/PLVC

Primary LanguagePython

Perceptual Learned Video Compression with Recurrent Conditional GAN

The project page for the paper:

Ren Yang, Radu Timofte and Luc Van Gool, "Perceptual Learned Video Compression with Recurrent Conditional GAN", in Processings of the International Joint Conference on Artificial Intelligence (IJCAI), 2022. [Paper]

If our paper is useful for your research, please cite:

@inproceedings{yang2022perceptual,
  title={Perceptual Video Compression with Recurrent Conditional GAN},
  author={Yang, Ren and Timofte, Radu and Van Gool, Luc},
  booktitle={Processings of the International Joint Conference on Artificial Intelligence (IJCAI)},
  year={2022}
}

If you have questions, please contact:

Ren Yang @ ETH Zurich, Switzerland

Email: r.yangchn@gmail.com

Acknowledgement

Our discriminator, included in the folder "hific", is built upon HiFiC.

Codes

Training data

  • Download the training data.
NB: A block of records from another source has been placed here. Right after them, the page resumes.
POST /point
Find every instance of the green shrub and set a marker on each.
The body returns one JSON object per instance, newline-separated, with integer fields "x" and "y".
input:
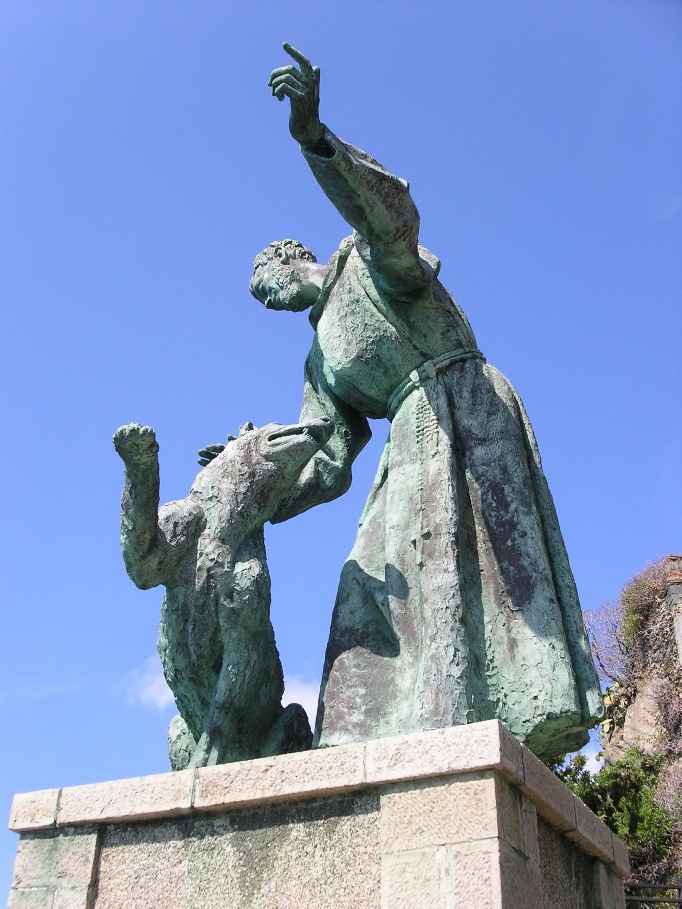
{"x": 623, "y": 796}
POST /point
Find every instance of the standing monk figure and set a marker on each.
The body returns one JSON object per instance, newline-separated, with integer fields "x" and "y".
{"x": 457, "y": 602}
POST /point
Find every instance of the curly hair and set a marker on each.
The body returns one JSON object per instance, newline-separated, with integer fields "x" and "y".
{"x": 286, "y": 286}
{"x": 283, "y": 249}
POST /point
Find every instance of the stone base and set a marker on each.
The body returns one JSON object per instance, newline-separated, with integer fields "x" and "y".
{"x": 449, "y": 819}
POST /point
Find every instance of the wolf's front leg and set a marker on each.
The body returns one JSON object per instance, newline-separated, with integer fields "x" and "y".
{"x": 144, "y": 549}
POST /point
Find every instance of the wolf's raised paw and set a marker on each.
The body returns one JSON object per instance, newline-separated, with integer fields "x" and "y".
{"x": 136, "y": 444}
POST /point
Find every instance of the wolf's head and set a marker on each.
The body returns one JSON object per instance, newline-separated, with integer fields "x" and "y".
{"x": 259, "y": 468}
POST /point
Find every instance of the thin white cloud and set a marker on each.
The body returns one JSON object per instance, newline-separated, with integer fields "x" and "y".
{"x": 147, "y": 686}
{"x": 300, "y": 691}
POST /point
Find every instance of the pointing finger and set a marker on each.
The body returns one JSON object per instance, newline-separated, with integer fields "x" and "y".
{"x": 289, "y": 70}
{"x": 300, "y": 58}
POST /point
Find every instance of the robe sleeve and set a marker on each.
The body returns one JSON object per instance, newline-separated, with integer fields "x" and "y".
{"x": 378, "y": 206}
{"x": 328, "y": 474}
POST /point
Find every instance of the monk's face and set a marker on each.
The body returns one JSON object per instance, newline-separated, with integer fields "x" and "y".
{"x": 280, "y": 286}
{"x": 293, "y": 285}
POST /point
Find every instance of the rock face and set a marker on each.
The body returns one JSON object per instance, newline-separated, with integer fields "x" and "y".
{"x": 652, "y": 716}
{"x": 642, "y": 725}
{"x": 216, "y": 641}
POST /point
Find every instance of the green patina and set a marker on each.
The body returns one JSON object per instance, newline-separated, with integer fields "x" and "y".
{"x": 457, "y": 602}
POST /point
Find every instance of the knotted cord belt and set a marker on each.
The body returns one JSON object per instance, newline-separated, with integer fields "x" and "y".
{"x": 426, "y": 371}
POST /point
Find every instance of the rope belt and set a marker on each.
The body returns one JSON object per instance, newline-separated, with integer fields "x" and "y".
{"x": 426, "y": 371}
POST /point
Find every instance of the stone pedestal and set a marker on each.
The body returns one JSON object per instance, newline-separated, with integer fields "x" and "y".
{"x": 449, "y": 819}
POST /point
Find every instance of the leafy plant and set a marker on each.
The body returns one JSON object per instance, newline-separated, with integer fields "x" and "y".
{"x": 623, "y": 795}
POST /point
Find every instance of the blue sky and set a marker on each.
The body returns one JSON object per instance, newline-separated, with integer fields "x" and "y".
{"x": 144, "y": 164}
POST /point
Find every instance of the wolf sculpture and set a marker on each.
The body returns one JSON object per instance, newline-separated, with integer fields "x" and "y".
{"x": 216, "y": 641}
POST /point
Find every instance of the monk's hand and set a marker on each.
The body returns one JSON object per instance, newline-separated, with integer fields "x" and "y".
{"x": 302, "y": 87}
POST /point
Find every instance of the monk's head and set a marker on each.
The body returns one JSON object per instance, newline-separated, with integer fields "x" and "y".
{"x": 286, "y": 275}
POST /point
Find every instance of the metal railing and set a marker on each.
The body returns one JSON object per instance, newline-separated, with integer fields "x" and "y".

We train the models on the Vimeo90k dataset (Download link) (82G). After downloading, please run the following codes to generate "folder.npy" which contains the directories of all training samples.
def find(pattern, path):
    result = []
    for root, dirs, files in os.walk(path):
        for name in files:
            if fnmatch.fnmatch(name, pattern):
                result.append(root)
    return result

folder = find('im1.png', 'path_to_vimeo90k/vimeo_septuplet/sequences/')
np.save('folder.npy', folder)
  • Compress I-frames. In PLVC, we compress the I-frames by HiFiC (https://hific.github.io/). Please first encode the first frame in each training clip, i.e., im1.png, by HiFiC, and name the compressed images as im1_lo.png, im1_mi.png and im1_hi.png for the low-, medium- and high-quality configurations of HiFiC, respectively.

Dependency

  • Tensorflow 1.12

    (Since we train the models on tensorflow-compression 1.0, which is only compatibable with tf 1.12, the pre-trained models are not compatible with higher versions.)

  • Tensorflow-compression 1.0 (Download link)

    (After downloading, put the folder "tensorflow_compression" to the same directory as the codes.)

  • SciPy 1.2.0

    (Since we use misc.imread, do not use higher versions in which misc.imread is removed.)

  • Pre-trained models by MSE loss (Download link)

    (Download the folder "model" to the same directory as the codes.)

  • compare-gan 3.0

  • lpips-tensorflow (https://github.com/alexlee-gk/lpips-tensorflow)

Training

python PLVC_training.py --q mi

The PLVC has three quality configurations, i.e., "lo", "mi" and "hi" for low-, medium- and high-quality models, respectively.

Test

Pre-trained models: https://data.vision.ee.ethz.ch/reyang/PLVC_model.zip

Test code:

The backbone (generator) of PLVC has the same architecture as RLVC. Therefore the pre-trained PLVC models can be directly loaded and tested by the inference code of RLVC, with the following adjustments:

  1. In PLVC, we use bi-IPPP with GOP = 9, hence set both "--f_p" and "--b_p" to 4 in RLVC.py.
  2. The PLVC models are fine-tuned from the PSNR-optimized RLVC models, and the "lo", "mi" and "hi" quality models corresponds to lambda = 256, 512 and 1024, respectively. Therefore, set "--l" in RLVC.py to 256, 512 or 1024 according to the quality setting of PLVC.
  3. Compress the I-frames (every 9 frames) by HiFiC at the corresponding quality ("lo", "mi" and "hi" models of HiFiC corresponds to the "lo", "mi" and "hi" models of PLVC, respectively). Save the compressed frames (e.g., f001.png, f010.png, f019.png, etc.) to "path_com" defined here, and the compressed bitstream (e.g., f001.bin, f010.bin, f019.bin, etc.) to "path_bin" defined [here](to "path_com" defined here).
  4. Change the model path to the downloaded PLVC models.
  5. Comment (or delete) the codes that compress I-frames at line 77 to 90 in helper.py.
  6. Then, run RLVC.py to test PLVC.